Pat would actually wind up working for Gil for years, but in those early days, we were only permitted to visit him on days when he knew Gil would not be in. Pat once availed himself of Gil’s restroom and clogged the toilet. To his dismay he received a call from Gil saying he was on his way in. Pat plunged and plunged but the clog was so stubborn he said he nearly scooped the offending deuce out with his own hands so Gil would not know what he had deposited in his executive restroom. (Fortunately, he was able to clear the clog just before the Chairman arrived.)
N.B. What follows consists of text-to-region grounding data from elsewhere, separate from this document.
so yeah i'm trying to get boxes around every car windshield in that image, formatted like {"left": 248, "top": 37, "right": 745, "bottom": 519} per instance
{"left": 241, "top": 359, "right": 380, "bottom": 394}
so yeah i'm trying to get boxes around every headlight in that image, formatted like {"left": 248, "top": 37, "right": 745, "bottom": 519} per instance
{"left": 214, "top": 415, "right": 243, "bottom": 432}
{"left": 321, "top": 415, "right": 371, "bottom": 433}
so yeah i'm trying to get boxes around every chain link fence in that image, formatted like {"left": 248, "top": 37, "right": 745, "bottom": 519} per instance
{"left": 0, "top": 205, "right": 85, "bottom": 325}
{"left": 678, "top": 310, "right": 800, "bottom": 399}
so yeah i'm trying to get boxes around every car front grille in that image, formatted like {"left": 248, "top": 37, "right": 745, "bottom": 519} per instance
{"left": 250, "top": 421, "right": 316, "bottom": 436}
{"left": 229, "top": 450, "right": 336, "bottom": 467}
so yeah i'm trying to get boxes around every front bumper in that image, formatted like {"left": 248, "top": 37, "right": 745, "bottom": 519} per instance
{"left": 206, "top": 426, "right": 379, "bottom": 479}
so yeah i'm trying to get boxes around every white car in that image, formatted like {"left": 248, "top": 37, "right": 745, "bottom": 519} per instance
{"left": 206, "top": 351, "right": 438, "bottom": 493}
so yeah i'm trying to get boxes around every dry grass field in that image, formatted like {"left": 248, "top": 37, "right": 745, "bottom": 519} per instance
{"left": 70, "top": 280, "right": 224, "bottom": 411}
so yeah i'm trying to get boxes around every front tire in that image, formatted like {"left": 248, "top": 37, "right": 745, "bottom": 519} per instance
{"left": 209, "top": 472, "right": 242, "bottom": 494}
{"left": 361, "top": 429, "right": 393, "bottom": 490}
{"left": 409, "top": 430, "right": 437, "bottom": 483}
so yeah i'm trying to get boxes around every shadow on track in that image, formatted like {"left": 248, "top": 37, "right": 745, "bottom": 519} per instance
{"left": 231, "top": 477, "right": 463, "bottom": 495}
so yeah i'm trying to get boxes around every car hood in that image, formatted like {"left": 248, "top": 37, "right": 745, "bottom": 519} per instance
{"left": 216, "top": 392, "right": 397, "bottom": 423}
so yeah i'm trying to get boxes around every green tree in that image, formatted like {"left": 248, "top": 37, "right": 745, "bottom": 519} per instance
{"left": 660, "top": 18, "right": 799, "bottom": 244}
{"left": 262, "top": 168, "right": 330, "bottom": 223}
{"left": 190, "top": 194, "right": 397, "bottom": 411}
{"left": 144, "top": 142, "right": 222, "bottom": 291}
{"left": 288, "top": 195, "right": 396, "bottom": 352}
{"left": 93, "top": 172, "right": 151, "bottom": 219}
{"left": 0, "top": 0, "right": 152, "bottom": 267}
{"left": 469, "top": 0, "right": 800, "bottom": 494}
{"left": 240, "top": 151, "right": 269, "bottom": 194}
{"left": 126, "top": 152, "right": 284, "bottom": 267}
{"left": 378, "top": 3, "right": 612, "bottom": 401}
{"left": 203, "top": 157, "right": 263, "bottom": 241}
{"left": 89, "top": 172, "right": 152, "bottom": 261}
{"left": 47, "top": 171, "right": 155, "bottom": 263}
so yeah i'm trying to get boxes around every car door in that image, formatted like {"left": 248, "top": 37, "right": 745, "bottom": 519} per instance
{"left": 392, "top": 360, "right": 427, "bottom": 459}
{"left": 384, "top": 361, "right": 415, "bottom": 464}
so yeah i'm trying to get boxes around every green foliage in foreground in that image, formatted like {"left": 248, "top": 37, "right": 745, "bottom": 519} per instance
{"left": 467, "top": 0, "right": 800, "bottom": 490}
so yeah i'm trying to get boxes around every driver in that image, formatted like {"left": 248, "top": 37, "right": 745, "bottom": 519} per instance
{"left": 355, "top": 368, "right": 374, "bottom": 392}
Nowadays, Gil, well into his eighties, only comes to the office occasionally, and his digs have gotten considerably smaller. He’s no longer officially on staff, receives no pay, and I just learned today that he does not even have an identification badge to get him past security. Most of the newer employees here do not know him by sight, but those of us who can remember his signature on our paychecks always look forward to seeing him in the elevator or in the staff cafeteria. He is as gregarious as ever.
During my mother’s last years, she spent many hours at her kitchen table looking out on her yard, and the neighbors, and any wildlife that may have happened by. And towards the very end, her eyesight was nearly gone. But that last spring, she was sure to ask if Gil’s azaleas were blooming. I look around at this institution and think, yes.